Growing up, traditional sports never came naturally to me. I’m rather petite as a woman, and even when I started running in the seventh grade, I always considered myself to be an underdog. I never broke any records and consistently was never looked at as someone who had incredibly high athletic potential. I wasn’t heavily recruited for Division 1 athletics, and I barely even made the varsity team my freshman year in high school.
I found more solace as an endurance athlete and a long distance runner. The nature of the sport is a constant, quiet grind of working hard and continuously pushing yourself to find new ways to improve and get better. Some people are incredibly physically gifted and naturally find success relatively quickly, but the reality for most of us who pursue endurance events is that it doesn’t work out that way - myself included.

Perhaps my gift though is a determination and a refusal to quit. I am someone who never gives up in the face of many challenges and obstacles thrown my way. From the early days I started running, I dealt with a lot of injuries, and rather than throw in the towel, I tried to use every setback as a means in which I could diagnose and find a way to get to the root cause of the issue. Without that magical gift of natural talent, I have had to continually find ways to adjust, make improvements to my technique, and get increasingly comfortable being uncomfortable.
If it wasn’t for coming in close to last in my middle school district races, and struggling to even finish 11th on the team in my first varsity cross country race – finishing All-State for the first time my sophomore year of high school wouldn’t have meant as much.
If it wasn’t for many years of getting dropped on runs with my teammates in college and aggressively cross-training while battling back from injuries, I wouldn’t have been able to finally have a breakthrough season running 16:57 in the 5k and 35:09 in the 10k - barely missing out on NCAA east regionals and receiving the honor of being named an Academic All-American.
In my last year of college eight years ago, I badly hurt my right knee (or at least what I thought was simply a knee issue). When I went to a highly renowned doctor, I was told there was nothing that could be done for my knee. It wasn’t bad enough to operate on and that was that. My limp would always be what it was and the constant knee pain I was having wouldn’t improve. In what was to be the culmination of a decade plus of consistent running, my final year of college finished with me fighting until the end, running with a limp through the cross country, indoor, and outdoor track seasons.

Upon graduation, I knew that I wouldn’t and couldn’t give up. My DNA would not let me. I knew that this would not be the end to my story. There were so many days of tears being shed from constant pain, frustration with my body not being able to move properly, and wondering when I would stop feeling partially broken.
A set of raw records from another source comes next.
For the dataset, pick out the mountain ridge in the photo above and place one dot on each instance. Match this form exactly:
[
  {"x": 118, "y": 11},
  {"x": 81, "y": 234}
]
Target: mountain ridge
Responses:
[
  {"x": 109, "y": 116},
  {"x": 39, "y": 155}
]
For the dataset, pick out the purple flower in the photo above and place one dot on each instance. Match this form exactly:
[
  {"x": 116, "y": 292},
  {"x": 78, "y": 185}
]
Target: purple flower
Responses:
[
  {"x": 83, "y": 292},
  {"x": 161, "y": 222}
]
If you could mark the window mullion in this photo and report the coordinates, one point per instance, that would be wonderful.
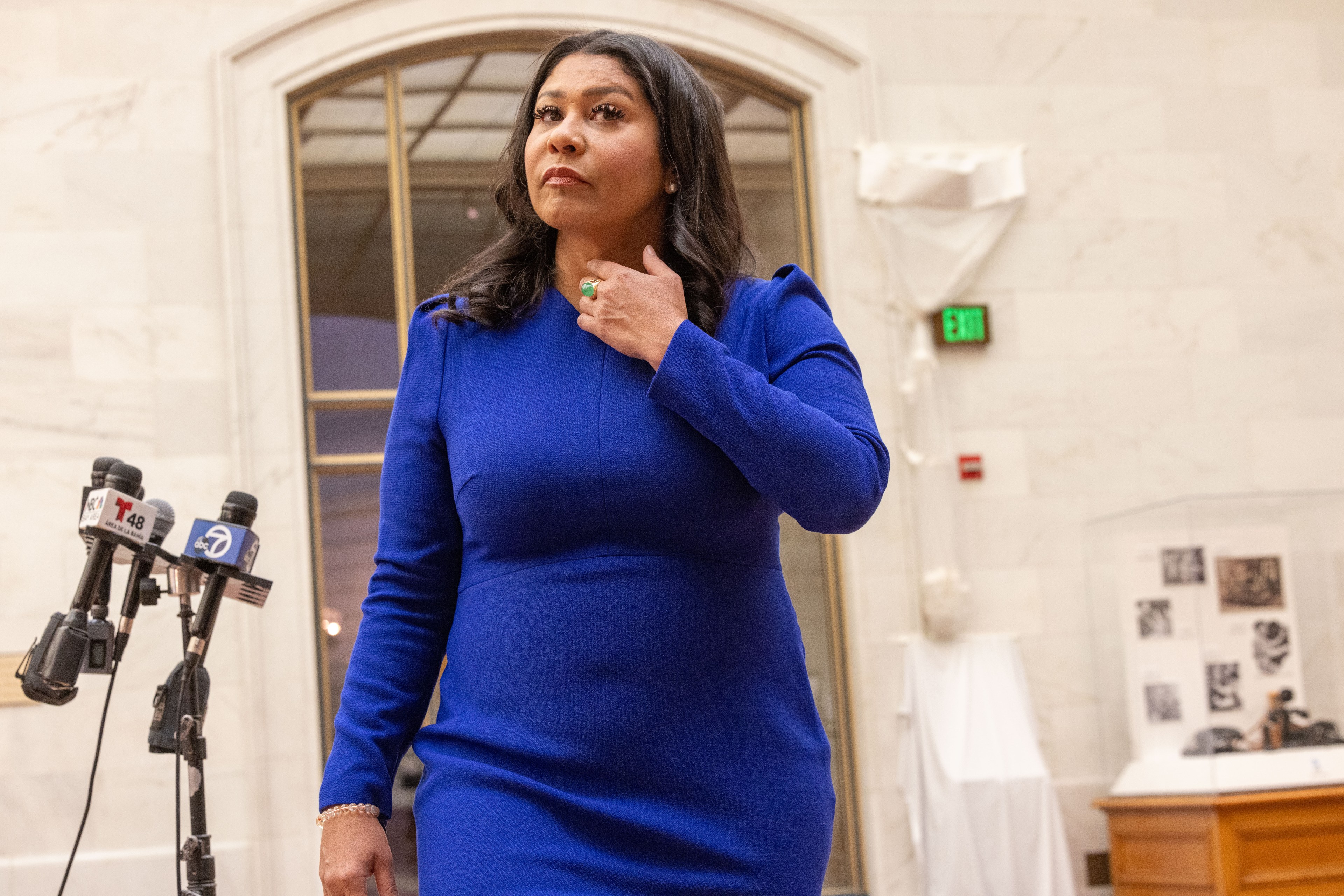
(400, 207)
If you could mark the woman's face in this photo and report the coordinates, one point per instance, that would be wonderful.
(593, 162)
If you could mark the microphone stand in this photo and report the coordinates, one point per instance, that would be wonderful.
(195, 851)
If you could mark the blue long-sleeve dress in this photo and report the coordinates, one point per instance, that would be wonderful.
(595, 547)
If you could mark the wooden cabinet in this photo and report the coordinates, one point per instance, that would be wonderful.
(1283, 843)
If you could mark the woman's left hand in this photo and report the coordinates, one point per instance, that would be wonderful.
(632, 312)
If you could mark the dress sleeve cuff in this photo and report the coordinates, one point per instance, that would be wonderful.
(690, 357)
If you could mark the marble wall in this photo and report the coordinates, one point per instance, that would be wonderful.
(1167, 313)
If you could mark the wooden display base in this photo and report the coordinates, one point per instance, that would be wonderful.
(1281, 843)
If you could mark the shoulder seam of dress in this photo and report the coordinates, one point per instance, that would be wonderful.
(439, 398)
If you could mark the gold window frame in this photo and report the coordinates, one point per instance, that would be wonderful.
(405, 292)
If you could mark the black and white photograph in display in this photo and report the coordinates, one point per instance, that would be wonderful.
(1270, 647)
(1225, 687)
(1163, 702)
(1155, 619)
(1249, 584)
(1183, 566)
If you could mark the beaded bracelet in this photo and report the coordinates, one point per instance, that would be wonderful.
(349, 809)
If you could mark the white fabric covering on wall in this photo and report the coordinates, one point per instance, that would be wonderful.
(983, 813)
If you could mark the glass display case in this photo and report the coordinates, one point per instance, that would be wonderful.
(1218, 643)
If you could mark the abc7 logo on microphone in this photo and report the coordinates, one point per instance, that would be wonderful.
(216, 542)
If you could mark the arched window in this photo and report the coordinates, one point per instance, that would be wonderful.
(392, 167)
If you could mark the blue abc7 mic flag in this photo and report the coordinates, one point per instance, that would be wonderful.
(225, 544)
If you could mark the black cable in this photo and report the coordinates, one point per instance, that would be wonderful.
(176, 785)
(93, 771)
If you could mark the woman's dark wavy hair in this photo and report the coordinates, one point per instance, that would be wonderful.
(705, 238)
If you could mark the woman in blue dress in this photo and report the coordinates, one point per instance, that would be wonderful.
(597, 428)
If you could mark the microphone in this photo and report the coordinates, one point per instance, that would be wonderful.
(140, 586)
(225, 551)
(113, 518)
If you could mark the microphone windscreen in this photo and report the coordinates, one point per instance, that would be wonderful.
(163, 522)
(243, 499)
(126, 472)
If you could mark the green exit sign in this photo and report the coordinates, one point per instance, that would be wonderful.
(961, 326)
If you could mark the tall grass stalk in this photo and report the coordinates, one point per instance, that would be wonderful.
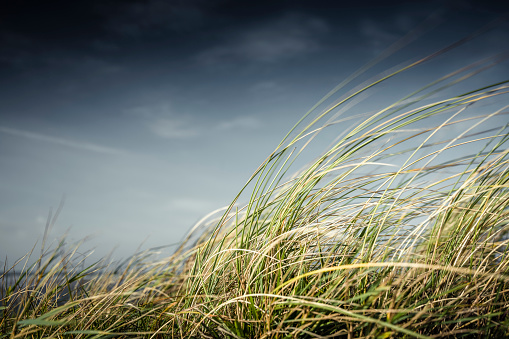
(400, 228)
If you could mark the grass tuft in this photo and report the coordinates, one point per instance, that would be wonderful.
(400, 228)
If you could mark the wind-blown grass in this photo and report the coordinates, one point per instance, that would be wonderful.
(400, 228)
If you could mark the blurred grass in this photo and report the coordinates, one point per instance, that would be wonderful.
(399, 229)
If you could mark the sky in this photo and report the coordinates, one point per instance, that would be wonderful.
(140, 117)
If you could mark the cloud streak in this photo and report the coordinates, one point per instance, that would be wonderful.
(61, 141)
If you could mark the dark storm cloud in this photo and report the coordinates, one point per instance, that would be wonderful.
(278, 39)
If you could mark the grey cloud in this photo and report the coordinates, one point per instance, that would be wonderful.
(289, 36)
(239, 122)
(135, 19)
(173, 128)
(62, 141)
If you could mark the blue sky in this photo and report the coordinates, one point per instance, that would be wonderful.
(147, 115)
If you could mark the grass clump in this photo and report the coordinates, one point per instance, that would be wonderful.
(399, 229)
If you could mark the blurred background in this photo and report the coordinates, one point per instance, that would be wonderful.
(138, 118)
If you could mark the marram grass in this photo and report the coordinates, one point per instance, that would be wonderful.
(399, 229)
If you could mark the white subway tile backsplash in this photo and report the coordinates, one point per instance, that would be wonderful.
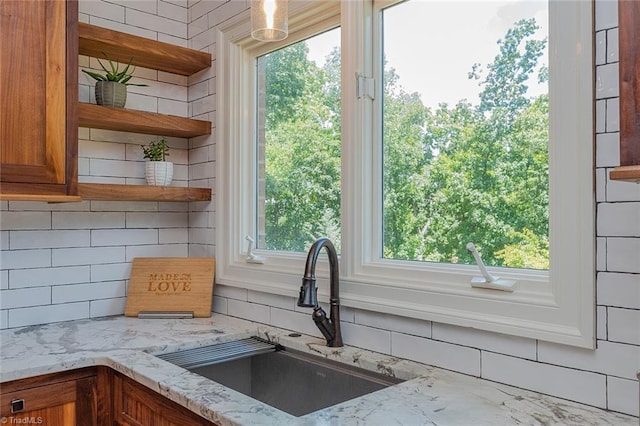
(494, 342)
(48, 239)
(48, 314)
(612, 45)
(110, 272)
(619, 219)
(623, 396)
(601, 254)
(87, 256)
(107, 307)
(601, 322)
(403, 325)
(575, 385)
(295, 321)
(610, 358)
(624, 326)
(97, 149)
(606, 12)
(164, 250)
(613, 115)
(607, 81)
(123, 237)
(440, 354)
(608, 150)
(157, 220)
(373, 339)
(19, 259)
(619, 290)
(622, 191)
(38, 277)
(124, 206)
(173, 235)
(90, 291)
(623, 255)
(24, 297)
(4, 280)
(4, 240)
(116, 168)
(173, 107)
(4, 319)
(156, 23)
(17, 220)
(601, 48)
(105, 10)
(601, 185)
(88, 220)
(172, 11)
(249, 311)
(601, 116)
(274, 300)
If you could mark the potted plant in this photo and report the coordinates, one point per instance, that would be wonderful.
(111, 88)
(158, 171)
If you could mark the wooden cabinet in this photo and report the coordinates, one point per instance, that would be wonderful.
(60, 399)
(38, 99)
(136, 405)
(93, 396)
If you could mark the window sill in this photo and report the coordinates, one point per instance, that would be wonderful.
(626, 173)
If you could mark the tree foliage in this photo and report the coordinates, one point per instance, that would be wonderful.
(451, 174)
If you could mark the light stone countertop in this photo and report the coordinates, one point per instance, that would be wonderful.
(430, 396)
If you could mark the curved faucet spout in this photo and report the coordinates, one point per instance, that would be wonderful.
(330, 328)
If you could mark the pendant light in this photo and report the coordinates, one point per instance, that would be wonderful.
(269, 20)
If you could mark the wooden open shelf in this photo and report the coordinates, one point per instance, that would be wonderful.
(626, 173)
(128, 120)
(111, 192)
(121, 47)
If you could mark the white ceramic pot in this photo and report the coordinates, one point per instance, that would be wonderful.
(159, 173)
(110, 93)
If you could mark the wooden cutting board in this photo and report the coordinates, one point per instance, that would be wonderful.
(171, 284)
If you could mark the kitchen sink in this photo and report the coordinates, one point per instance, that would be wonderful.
(289, 380)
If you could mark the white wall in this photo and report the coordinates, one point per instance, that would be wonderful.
(71, 261)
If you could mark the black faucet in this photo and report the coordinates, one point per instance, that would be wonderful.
(330, 328)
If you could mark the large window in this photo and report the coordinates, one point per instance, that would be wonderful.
(465, 132)
(298, 144)
(403, 179)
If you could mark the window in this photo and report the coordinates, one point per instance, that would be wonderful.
(298, 144)
(555, 305)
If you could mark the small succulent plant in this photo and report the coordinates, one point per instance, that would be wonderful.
(156, 150)
(113, 73)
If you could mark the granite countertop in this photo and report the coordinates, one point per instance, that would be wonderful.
(430, 396)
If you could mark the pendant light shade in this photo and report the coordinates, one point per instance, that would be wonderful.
(269, 20)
But piece by piece, I started figuring things out with lots of help, patience, and amazing support from family and friends along the way.

Progress is never as linear as we hope it will be, but when you take those positive steps forward, you can’t help but be so, so grateful. From dealing with severe knee pain from 2017 through 2019, to dealing with a bit of a limp running at moderate speeds 2019 through 2022, to limping while running only at faster speeds of unbroken running 2023 and half of 2024 - I went on to finish 5th in the 2024 Spartan Ultra 50k World Championships in France (the top American overall) and finished 3rd in the Spartan Pan American Championships in Seattle a few months later.
The path forward might not always be clear, but I believe the future for me will only be brighter as I work towards some lofty goals in 2025.

I hope to podium this year at the Spartan Ultra World Championship and run an hour faster than I did in 2024. Additionally, I’ll be competing at the Spartan Trifecta World Championship, the US National Series, the Pan American Championships, and 20+ other races this year looking to be on the podium consistently and hopefully, win one race outright beating the entire men’s field as well.